Data center infrastructure companies say there will be a spike in demand for AI-optimized hardware, but it'll take time to develop as many customers are working on their generative AI plans and determining what workloads will be on-premises, edge, or cloud.

Earnings conference calls from NetApp, Pure Storage, HPE and Dell Technologies provided insights into AI workloads and how they are shaping data centers. Here are some key themes across those companies.

Enterprises are tightening budgets, but spending on hardware enables transformation and drives productivity. NetApp CEO George Kurian said:

"Even as customers are tightening their budgets in response to the macro, they are not stopping investments in applications and technologies that drive business productivity and growth. Digital transformation projects involving business analytics, AI, data security, and application modernization, both on premises and in the cloud remain top priorities for IT organizations."

HPE CEO Antonio Neri added:

"In our HPC & AI’s business, we saw a significant sequential increase in orders this quarter, with a noteworthy uptick across customer segments from Fortune 500 companies including a large cloud provider to digital native start-ups looking for optimized AI supercomputing solutions."

Data centers will move to flash storage since there will be no such thing as cold data when training AI models. Charlie Giancarlo, CEO of Pure Storage, said:

"The days of hard disks are coming to an end. We predict that there will be no new hard disks sold in 5 years...We expect our leading role in AI to continue to expand, but we are equally excited that the requirements for Big Data will drive even more use of high-performance flash for traditional bulk data."

Giancarlo added that Pure Storage's FlashBlade//E enables it to compete for secondary tier storage as well as low-tier storage, which has been dominated by hard drives.

Hardware is likely to be upgraded for generative AI, but customers are just figuring out their strategies. Yes, Nvidia is busy selling chips to hyperscalers, but enterprises are evaluating plans. Giancarlo said:

"Every company is looking at large language models, ChatGPT, et cetera, trying to determine exactly what it means for them. We've seen some interest in that area, but it still remains a minority. The majority being traditional, much -- if I can use that word, with AI traditional AI projects. But we're most excited by is both the opportunity for a high-performance FlashBlade systems."

Kurian said:

"Today's environments are not the advanced LLM model, the majority of the business we see today are really around re-platforming from Hadoop to more modern environments as well as the use of advanced neural networks.

We see the impending onslaught of ChatGPT and tools like that, where customers will take the OpenAI or open-source generative AI model, but then build it on top of their own data sets, which require the storage that we have."

Those comments were echoed by Dell Technologies co-Chief Operating Officer Jeff Clarke.
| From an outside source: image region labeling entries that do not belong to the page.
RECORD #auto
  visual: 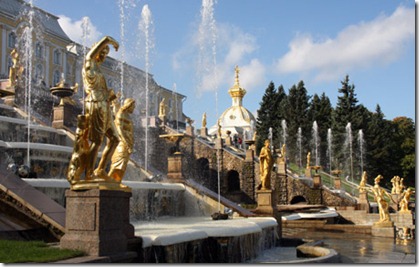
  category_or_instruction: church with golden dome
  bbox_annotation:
[208,66,256,139]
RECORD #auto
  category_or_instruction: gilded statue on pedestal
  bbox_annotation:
[82,36,119,180]
[259,139,273,190]
[109,98,135,183]
[306,152,311,169]
[217,119,225,138]
[202,112,207,128]
[159,98,166,117]
[368,175,391,224]
[399,188,412,213]
[67,115,90,185]
[9,48,23,87]
[390,176,405,194]
[358,171,367,193]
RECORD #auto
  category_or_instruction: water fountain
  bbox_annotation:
[358,129,365,176]
[268,127,274,151]
[312,121,320,166]
[281,120,287,146]
[297,127,303,170]
[81,17,91,115]
[344,122,354,181]
[22,0,34,169]
[327,128,333,173]
[139,5,154,172]
[197,0,222,219]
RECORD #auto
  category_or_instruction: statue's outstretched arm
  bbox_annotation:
[86,36,119,59]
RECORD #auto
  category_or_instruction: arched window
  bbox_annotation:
[8,32,16,48]
[35,42,44,58]
[290,196,307,204]
[52,70,61,86]
[35,64,44,81]
[7,56,13,73]
[227,170,240,192]
[108,78,114,88]
[54,49,61,65]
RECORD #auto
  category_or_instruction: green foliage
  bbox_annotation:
[0,240,83,263]
[282,81,312,163]
[256,82,285,154]
[257,75,416,193]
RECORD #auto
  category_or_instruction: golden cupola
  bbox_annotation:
[208,66,256,136]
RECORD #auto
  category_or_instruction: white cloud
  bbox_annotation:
[187,24,265,95]
[58,15,102,47]
[275,6,415,81]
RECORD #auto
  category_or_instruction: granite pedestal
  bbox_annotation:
[60,189,134,256]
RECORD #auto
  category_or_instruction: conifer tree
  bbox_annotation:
[256,81,278,154]
[308,93,333,168]
[281,81,311,166]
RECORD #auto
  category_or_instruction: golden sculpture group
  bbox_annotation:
[358,171,414,225]
[259,139,273,190]
[67,36,135,190]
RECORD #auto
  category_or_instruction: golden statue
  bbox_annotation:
[159,98,166,117]
[368,175,392,224]
[217,119,225,138]
[399,188,412,213]
[390,176,405,194]
[358,171,367,193]
[202,112,207,128]
[82,36,119,180]
[9,48,23,87]
[281,144,287,160]
[306,152,311,169]
[67,115,89,185]
[259,139,273,190]
[109,98,135,183]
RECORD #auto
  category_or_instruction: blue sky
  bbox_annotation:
[33,0,416,128]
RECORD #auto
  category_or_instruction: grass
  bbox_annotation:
[0,240,84,263]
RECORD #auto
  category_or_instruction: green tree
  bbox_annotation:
[281,81,311,166]
[256,81,280,154]
[332,75,360,180]
[364,105,397,187]
[308,93,333,171]
[392,117,416,186]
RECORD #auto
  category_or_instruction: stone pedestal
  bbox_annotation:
[159,115,167,126]
[52,105,65,129]
[371,221,395,238]
[388,194,401,213]
[333,178,342,189]
[304,168,311,177]
[224,135,232,146]
[60,189,134,256]
[255,190,274,216]
[185,125,194,136]
[215,137,223,149]
[244,149,255,161]
[276,160,287,175]
[201,127,208,137]
[167,152,184,183]
[358,192,370,213]
[313,174,322,188]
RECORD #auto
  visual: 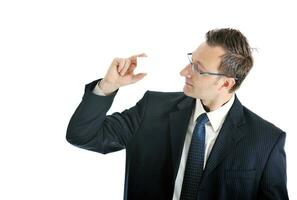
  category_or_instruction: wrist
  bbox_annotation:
[97,79,118,95]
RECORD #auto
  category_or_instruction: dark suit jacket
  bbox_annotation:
[66,80,288,200]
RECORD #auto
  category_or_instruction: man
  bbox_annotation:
[66,29,288,200]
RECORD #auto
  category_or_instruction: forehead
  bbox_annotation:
[192,42,225,70]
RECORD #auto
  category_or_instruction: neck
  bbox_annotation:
[201,93,234,112]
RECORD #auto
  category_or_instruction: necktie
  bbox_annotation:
[180,113,208,200]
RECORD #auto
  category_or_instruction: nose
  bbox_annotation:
[179,64,192,78]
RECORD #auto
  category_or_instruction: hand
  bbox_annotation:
[99,53,147,95]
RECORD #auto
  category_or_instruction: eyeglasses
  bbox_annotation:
[187,53,238,80]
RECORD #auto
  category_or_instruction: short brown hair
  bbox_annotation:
[205,28,253,92]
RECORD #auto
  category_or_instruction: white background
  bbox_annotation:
[0,0,297,200]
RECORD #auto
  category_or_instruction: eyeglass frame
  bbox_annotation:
[187,53,238,80]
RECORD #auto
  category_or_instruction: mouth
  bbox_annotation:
[186,82,193,87]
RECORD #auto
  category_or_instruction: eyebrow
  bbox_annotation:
[192,60,206,69]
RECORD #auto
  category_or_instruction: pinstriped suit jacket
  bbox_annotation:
[66,80,288,200]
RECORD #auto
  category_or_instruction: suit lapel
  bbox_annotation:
[170,97,195,180]
[201,96,245,182]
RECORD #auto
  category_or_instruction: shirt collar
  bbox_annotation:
[193,95,235,132]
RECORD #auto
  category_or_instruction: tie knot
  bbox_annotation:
[196,113,208,125]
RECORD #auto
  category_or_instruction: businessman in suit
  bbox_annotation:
[66,28,288,200]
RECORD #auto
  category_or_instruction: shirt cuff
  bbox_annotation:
[93,80,106,96]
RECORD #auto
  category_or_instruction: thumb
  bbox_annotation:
[133,73,147,83]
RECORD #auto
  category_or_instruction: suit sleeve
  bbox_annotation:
[66,80,147,154]
[258,133,289,200]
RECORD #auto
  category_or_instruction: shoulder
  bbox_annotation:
[243,106,285,138]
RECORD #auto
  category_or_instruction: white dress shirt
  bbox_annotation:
[93,81,235,200]
[173,95,235,200]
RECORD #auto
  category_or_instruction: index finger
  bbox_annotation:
[129,53,147,60]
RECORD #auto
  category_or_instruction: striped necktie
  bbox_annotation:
[180,113,208,200]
He said:

"What customers are trying to do is to figure out how to use their data with their business context to get better business outcomes and greater insight to their customers and to their business.

And while there's a lot of discussion around these large, generalized AI models, we think the more specific opportunity is around domain-specific and process-specific generative AI, where customers can use their own data. The datasets tend to be smaller. Those datasets then can be trained more quickly, and they can use their business context to help them inform and run their businesses better."
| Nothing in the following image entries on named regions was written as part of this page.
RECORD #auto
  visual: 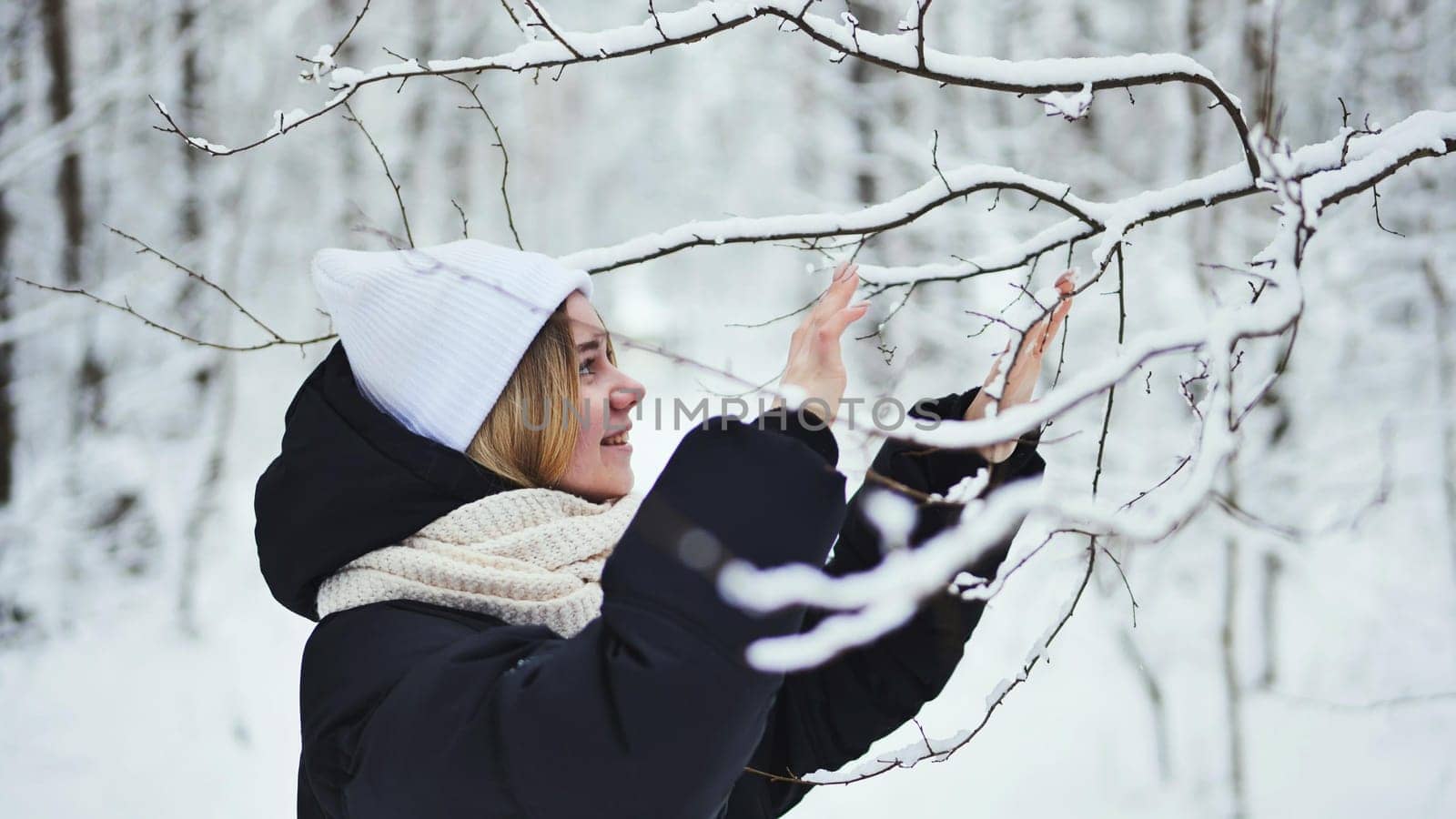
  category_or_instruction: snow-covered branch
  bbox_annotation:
[153,0,1258,177]
[718,112,1456,671]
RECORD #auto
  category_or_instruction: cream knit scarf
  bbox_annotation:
[318,488,642,637]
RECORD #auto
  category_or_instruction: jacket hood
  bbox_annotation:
[253,342,519,621]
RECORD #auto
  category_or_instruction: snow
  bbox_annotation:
[1036,82,1092,121]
AI workloads and systems are greenfields for new architectures. Giancarlo said:

“AI systems are typically greenfield. So, we're not generally replacing. What we are competing with are solely all-flash systems. Hard systems just can't provide the kind of performance necessary for a sophisticated AI environment.

Of course, you still have hard disk systems in there for some analytics environments, where the performance is not generally as required. But for anything that's machine learning or real-time AI-oriented, it's only all-flash systems."

AI will mean more inference on the edge. HPE has seen strong growth for its intelligent edge unit, which was bulked up the acquisition of Aruba in 2015. Neri said:

"I consider AI a massive inflection point, no different than Web 1.0 or mobile in different decades. But obviously, the potential to disrupt every industry, to advance many of the challenges we all face every day through data insights, it's just astonishing. And HPE has a unique opportunity in that market because ultimately, you need a what I call a hybrid AI strategy.

You need strong inference at the edge. And that really comped by being able to connect and process data, whatever is created with very efficient and low carbon footprint, meaning sustainable solutions with lower power consumption. And then on the other side, you need a training environment where you take some part of the data, where you can train for different needs, different models for different type of used cases."

Dell Technologies co-Chief Operating Officer Chuck Whitten said on the company's first quarter earnings conference call:

"Customers, enterprises, are broadly pursuing and experimenting with AI efforts right now. They're doing it on premises and at the edge. Demand for our XE9680, that's our 16G and first-to-market purpose-built AI server with eight NVIDIA H100 or A100 GPUs has been very good, but we're also seeing demand across our portfolio. It's not simply the specialized eight-way GPU servers that can run AI, not everything needs billions of parameters."

Whitten added that "excitement for AI applications is ahead of GPU supply" and AI-optimized servers are a small part of the overall mix. In other words, the interest in AI-optimized infrastructure is there, but it will take time to flow to the bottom line.